Policy Paper 131
La conditionnalité macro-économique, l’histoire d’une triple peine pour les régions
Marjorie Jouen s’interroge sur le véritable but de la conditionnalité macro-économique, c’est-à-dire le lien entre l’efficacité des Fonds européens structurels et d’investissement (FESI) et une bonne gouvernance économique.
Malgré l’opposition constante des autorités locales et régionales (ALR) et des appréciations diverses de la part des gouvernements nationaux, le lien entre l’efficacité des Fonds européens structurels et d’investissement (FESI) et une bonne gouvernance économique, autrement dit la conditionnalité macro-économique, a été introduit dans la réglementation 2014-2020 pour les FESI.
La critique de ce lien s’appuyait sur la ferme conviction et un argumentaire documenté selon lesquels ce nouveau dispositif imposerait une double sanction injuste aux autorités locales et régionales, qui n’étaient pas responsables des déficits publics nationaux excessifs, puisque la plupart d’entre elles sont constitutionnellement tenues d’équilibrer leurs budgets.
Premièrement, les sanctions liées aux déficits risquent de rendre encore pire la situation budgétaire dans les États membres concernés. Dans la mesure où les transferts courants et en capital en provenance des autorités nationales sont des sources cruciales de revenus pour les ALR, toute décision de réduction déstabilisera leurs budgets et mettra en péril leur capacité à contribuer à l’effort public d’investissement. Deuxièmement, une suspension des paiements et/ou des engagements sur le FEDER ou le FSE ne perturbera pas seulement la programmation financière au niveau du programme mais pourra aussi conduire à stopper les projets sur le terrain.
La Commission a récemment adopté les lignes directrices pour mettre en œuvre les mesures établissant un lien entre l’efficacité des FESI et une bonne gouvernance économique.

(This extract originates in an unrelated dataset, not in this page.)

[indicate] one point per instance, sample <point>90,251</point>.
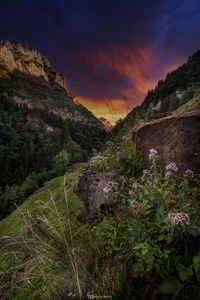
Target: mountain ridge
<point>28,78</point>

Entre autre, la communication détaille le contenu des modalités de reprogrammation, qui pourrait être centralisée au niveau national ou européen, et impose ainsi une troisième sanction sur les ALR.
Alors que le débat s’ouvre à nouveau au Parlement européen et que d’autres institutions européennes sont appelées à discuter de la communication de la Commission, le véritable but de la conditionnalité macro-économique doit être interrogé. Vise-t-elle à garantir la bonne gouvernance économique ou plutôt à se prémunir contre la gouvernance à multi-niveaux ?
Pour répondre à la question, le présent Policy paper revient sur les raisons qui ont conduit à mettre en place cette conditionnalité et sur les trois principales critiques qu’elle soulève :
– La première partie présente l’ensemble des conditions imposées aux FESI dans le but d’améliorer la qualité de la dépense publique européenne et la spécificité de la conditionnalité macro-économique dont l’existence est directement liée à la crise de la zone euro.
– La deuxième partie explore le caractère inapproprié de la liaison entre les déficits publics excessifs nationaux et la gestion des FESI.
– La troisième partie analyse le risque que les menaces de suspension des paiements font peser sur les économies et les investissements locaux et régionaux.
– La quatrième partie questionne l’efficacité de la reprogrammation comme méthode visant à donner à la politique de cohésion un rôle contra-cyclique.